Zum Beispiel beim Besuch von Disarstar: Die Musik des Künstlers rückt in den Hintergrund, da beide eine bewegte Vergangenheit mit Drogen haben. Ganz nebenbei läuft sein neues Album, während die Betroffenen über den physischen und psychischen Einfluss von Kokain sprechen. Oder Olexesh, der wenig über $ick weiß, aber interessiert nachfragt. In dieser Folge ging es dann u.a. über den Anteil der Deutschrussen unter den Abhängigen. Solche Wendungen im Gespräch sind nicht geplant, sondern scheinen sich natürlich zu entwickeln, abhängig vom jeweiligen Besucher. So verkörpert $ick eben das Image, welches viele seiner Gäste verkörpern wollen und klärt gleichzeitig auf.
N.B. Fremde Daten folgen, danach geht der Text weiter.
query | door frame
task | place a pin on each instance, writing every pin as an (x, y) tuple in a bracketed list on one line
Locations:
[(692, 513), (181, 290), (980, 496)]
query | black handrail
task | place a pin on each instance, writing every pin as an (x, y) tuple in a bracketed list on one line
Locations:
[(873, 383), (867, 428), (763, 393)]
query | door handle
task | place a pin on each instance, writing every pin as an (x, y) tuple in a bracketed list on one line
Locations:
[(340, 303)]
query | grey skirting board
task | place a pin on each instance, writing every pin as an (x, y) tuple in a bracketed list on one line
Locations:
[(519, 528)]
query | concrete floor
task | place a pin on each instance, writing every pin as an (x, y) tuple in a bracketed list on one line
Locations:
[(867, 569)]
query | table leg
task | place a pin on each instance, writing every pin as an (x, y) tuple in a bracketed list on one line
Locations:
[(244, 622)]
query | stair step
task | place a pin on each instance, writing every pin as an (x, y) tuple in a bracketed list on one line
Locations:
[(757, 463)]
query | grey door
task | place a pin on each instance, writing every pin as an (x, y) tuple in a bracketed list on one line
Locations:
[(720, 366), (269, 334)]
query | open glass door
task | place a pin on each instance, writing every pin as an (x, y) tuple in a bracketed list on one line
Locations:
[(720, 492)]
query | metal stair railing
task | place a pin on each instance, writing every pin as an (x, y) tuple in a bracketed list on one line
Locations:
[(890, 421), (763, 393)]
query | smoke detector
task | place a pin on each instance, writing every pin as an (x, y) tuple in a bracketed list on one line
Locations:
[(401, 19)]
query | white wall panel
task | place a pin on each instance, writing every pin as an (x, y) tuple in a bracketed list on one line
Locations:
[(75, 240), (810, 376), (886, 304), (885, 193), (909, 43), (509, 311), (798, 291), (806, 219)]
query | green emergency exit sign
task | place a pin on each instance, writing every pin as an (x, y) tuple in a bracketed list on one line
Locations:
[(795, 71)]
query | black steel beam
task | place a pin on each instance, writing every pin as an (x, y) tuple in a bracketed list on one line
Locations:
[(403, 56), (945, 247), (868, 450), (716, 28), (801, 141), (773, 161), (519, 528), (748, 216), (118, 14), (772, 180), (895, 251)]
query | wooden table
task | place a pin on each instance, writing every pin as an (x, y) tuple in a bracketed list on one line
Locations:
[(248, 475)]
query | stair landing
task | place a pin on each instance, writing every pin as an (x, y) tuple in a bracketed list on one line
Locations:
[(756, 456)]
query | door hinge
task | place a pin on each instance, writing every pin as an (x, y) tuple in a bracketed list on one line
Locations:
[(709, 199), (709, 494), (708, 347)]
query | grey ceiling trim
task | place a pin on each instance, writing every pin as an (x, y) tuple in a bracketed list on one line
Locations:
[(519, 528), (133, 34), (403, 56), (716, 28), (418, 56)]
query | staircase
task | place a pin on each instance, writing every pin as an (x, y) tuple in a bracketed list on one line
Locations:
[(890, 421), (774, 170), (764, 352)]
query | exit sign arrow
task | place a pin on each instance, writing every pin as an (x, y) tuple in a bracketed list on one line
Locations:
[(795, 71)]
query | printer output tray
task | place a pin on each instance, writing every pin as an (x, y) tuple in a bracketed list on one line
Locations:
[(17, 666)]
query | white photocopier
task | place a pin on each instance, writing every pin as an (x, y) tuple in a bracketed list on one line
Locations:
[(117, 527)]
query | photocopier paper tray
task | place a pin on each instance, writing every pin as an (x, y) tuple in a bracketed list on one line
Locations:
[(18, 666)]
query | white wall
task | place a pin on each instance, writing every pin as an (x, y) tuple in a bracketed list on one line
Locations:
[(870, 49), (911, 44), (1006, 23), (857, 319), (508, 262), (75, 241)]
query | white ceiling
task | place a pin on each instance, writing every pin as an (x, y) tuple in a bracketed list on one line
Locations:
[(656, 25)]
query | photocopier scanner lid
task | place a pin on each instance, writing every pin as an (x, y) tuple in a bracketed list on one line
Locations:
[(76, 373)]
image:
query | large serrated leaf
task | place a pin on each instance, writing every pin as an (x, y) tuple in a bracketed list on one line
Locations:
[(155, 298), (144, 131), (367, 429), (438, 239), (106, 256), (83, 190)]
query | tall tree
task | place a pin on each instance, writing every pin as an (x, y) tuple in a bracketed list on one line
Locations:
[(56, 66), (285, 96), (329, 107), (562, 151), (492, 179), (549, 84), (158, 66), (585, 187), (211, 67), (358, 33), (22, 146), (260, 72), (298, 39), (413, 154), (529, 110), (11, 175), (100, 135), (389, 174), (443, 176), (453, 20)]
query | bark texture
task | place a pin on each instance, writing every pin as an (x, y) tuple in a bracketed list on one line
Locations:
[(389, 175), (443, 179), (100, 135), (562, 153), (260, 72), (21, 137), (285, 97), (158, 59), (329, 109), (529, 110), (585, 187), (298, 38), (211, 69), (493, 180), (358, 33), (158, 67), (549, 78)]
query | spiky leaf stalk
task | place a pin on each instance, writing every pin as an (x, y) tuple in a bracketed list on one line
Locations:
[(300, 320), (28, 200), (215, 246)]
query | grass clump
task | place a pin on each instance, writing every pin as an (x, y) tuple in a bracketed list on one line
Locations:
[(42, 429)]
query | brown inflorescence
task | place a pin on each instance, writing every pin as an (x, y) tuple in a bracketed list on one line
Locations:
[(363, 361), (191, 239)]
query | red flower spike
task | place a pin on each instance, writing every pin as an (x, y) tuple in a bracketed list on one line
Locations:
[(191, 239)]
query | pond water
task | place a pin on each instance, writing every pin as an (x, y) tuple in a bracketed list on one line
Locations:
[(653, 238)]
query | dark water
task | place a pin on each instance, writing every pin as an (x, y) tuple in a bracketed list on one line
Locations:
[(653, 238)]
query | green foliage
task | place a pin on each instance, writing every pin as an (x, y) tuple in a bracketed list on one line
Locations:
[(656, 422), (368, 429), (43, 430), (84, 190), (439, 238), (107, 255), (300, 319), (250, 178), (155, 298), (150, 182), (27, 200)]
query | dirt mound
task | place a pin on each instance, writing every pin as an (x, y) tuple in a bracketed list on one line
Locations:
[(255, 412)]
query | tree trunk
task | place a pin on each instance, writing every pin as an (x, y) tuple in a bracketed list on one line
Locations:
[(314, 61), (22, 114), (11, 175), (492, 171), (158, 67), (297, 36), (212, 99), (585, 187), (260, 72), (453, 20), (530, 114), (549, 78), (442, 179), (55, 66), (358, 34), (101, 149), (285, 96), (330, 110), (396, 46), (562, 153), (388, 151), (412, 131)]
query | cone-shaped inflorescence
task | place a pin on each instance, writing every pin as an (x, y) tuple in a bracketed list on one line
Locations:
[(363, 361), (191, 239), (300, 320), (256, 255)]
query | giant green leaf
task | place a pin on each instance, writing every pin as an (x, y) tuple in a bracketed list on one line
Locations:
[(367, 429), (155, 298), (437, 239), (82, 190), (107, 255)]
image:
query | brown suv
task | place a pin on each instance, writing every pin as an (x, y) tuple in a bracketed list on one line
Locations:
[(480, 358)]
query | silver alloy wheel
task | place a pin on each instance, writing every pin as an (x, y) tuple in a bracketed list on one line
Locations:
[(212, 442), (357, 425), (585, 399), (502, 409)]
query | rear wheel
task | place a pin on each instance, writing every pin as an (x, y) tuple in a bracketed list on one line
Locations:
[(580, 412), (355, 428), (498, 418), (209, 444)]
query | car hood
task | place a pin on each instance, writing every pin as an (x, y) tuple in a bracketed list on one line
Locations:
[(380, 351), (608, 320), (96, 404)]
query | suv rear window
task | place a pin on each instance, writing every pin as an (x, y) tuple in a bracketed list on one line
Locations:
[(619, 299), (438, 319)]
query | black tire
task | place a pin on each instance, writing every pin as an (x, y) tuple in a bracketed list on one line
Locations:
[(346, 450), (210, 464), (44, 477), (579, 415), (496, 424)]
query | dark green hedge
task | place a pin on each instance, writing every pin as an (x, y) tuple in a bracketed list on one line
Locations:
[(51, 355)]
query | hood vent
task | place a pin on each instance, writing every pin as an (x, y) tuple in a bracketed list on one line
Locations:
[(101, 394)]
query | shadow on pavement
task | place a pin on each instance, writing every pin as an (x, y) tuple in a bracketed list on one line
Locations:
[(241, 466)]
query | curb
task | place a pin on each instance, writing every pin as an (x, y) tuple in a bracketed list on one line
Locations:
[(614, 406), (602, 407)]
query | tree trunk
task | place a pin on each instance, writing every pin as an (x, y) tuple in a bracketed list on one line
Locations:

Das alles macht $ick natürlich nicht besser oder schlechter als andere Moderatoren. Auch ein MC Bogy ist meist eher mittelmäßig informiert und sorgt so auch für Unterhaltung (Übrigens eine sehr witzige Folge, als $ick und Bogy aufeinander treffen und beide keine Ahnung haben, wer der andere ist). Nicht besser, aber eben anders. Aufgrund seiner Vergangenheit hat $ick einen Wissensvorsprung gegenüber anderen in der Branche. Das sorgt für eine bis dato unbekannte Art von Rap-Formaten, von denen ich mir noch viel mehr wünsche. Also 16Bars – Merks mal!